A mentally unstable Vietnam war vet, when abused with a small town's police force, begins a one man war with it
Review
I remember the Eighties well. Surrounded by materialistic adults drenched in the Thatcherite revolution, driven to instant hits of satisfaction all steeped in the Greed Is Good mantra. The Eighties provided the world with a backdrop of pretence and fast-paced media imagery. Think Eighties, see the ostentatious shoulder pads and widow-making Porsche 911’s. See Lemar’s haircut and city-boys in red braces. We were graced with people who were downright horrible to look at, and even worse to be around. Our radio stations wobbled under such atrocities as Milli Vanilli and The Thompson Twins. And then there were our cinemas.
Everything had a sequel that was bigger, more expensive and flashier than the original. Then the third beat the second and so on...Jaws III, Superman III, and Rambo III.
In Rambo III, Sly took on a helicopter with a tank, fought an entire Russian tank division and killed over 200 soldiers. So farfetched and bathed in explosions was the film, that Germany banned the uncut version outright. The Eighties were littered with these outrageous mega-budget wastes-of-time. And the great sadness is that Rambo: First Blood is all too often dowsed with the gushing blood and napalm of its sequels.
In 1972, English professor David Morrell published his first novel, “First Blood”. A tense thriller about a war veteran –John Rambo–struggling to come to terms with the return to a nation that had no gratitude for the untold pain he and his platoon suffered back in Vietnam.
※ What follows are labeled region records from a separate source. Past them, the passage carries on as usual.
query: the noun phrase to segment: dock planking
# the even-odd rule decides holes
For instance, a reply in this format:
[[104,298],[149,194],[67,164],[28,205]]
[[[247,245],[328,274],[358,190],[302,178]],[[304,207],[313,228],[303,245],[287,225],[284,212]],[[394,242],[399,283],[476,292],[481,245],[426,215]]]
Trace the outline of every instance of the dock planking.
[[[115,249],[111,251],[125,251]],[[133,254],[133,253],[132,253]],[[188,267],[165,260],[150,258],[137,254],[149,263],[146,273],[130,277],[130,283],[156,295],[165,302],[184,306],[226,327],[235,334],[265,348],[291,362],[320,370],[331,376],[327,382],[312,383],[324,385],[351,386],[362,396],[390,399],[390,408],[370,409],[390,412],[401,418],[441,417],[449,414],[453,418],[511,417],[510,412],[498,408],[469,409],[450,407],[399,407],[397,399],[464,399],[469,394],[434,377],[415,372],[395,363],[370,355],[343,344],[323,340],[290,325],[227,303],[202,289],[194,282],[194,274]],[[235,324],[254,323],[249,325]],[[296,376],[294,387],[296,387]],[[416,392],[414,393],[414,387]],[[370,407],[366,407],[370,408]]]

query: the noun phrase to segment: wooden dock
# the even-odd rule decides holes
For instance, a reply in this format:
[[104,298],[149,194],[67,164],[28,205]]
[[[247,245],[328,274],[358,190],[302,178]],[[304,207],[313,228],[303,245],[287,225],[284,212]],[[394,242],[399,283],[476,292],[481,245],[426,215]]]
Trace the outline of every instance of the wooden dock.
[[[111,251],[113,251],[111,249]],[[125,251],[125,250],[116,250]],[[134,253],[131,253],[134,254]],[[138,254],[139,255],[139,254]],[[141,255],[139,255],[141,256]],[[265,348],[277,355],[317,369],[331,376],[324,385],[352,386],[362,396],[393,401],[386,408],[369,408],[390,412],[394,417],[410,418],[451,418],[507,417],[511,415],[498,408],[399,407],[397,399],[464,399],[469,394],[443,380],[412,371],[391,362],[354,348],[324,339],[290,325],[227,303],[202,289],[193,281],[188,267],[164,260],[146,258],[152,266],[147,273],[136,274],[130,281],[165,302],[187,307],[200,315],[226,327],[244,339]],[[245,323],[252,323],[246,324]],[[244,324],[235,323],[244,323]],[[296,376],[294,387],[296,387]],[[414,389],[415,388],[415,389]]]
Ten years later Sylvester Stallone was on the big screen starring as the same Vietnam veteran. Alongside Brian Dennehey who played the local Sheriff Teasle, Stallone followed up his success in Rocky and Escape to Victory with a gritty performance that showed the earlier hard-hitting portrayal of the Italian Stallion was no fluke.
Throughout the film, the contrast between Rambo and Teasle as two very different men is maintained and echoes the chapter-by-chapter switching of viewpoint between the two men that marks out the novel. Teasle is an instinctive, egotistical aggressor while Rambo is a calculating, efficient, lethal machine. Yet dispite this, the underlying refusal to back down runs through both men, which doesn’t bode well for the town of Hope, Washington.
Rambo begins the film indignant at the vagrancy accusations that Sheriff Teasle makes, and perhaps given the sacrifices he’s made in the name of his country is justified in his viewpoint. Teasle’s attitude is a commentary on the attitude of the United States to home-coming veterans, an unwelcome indictment of the nation that perhaps flew under the radar of the mass public. The disagreement escalates as Rambo is beaten in the town jail, and in true Green-Beret style escapes. The lack of ability of the local small-town police force to deal with Rambo is emphasized in the film with constant shots of overweight officers, and their shocked dishevelled faces.
We watch helplessly as the ill-equipped and relatively dumb civilian force fails to capture the man from the military elite. As Rambo works his way through survival against the ever increasing numbers of people hunting for him, we meet his Colonel – Sam Trautman – who takes great pleasure telling the inept Teasle how incredible Rambo is. A lot of plot is panned out in a few minutes of discussion which is a great shame. There’s a whole other film in the story of Rambo and how he became the last of his platoon, and it’s lost in that brief summation.
The tectonic stress between Rambo and Teasle leads to a warzone in the town that while being extravagant, is believable and even satisfactory. And though the finale of the films parts company with the finale of the book, the result is still reasonable. With no quarter given by either side, nobody leaves as a winner. Ahead of it’s time perhaps in this respect, we are left to wonder how the future will pan out for these guys.
In it’s own context, Rambo:First Blood is a brilliantly done thrilling question about the struggle of the home-coming soldiers and their re-integration into a lazy, self-centred society.
The shame is that Rambo II and Rambo III ruined everything.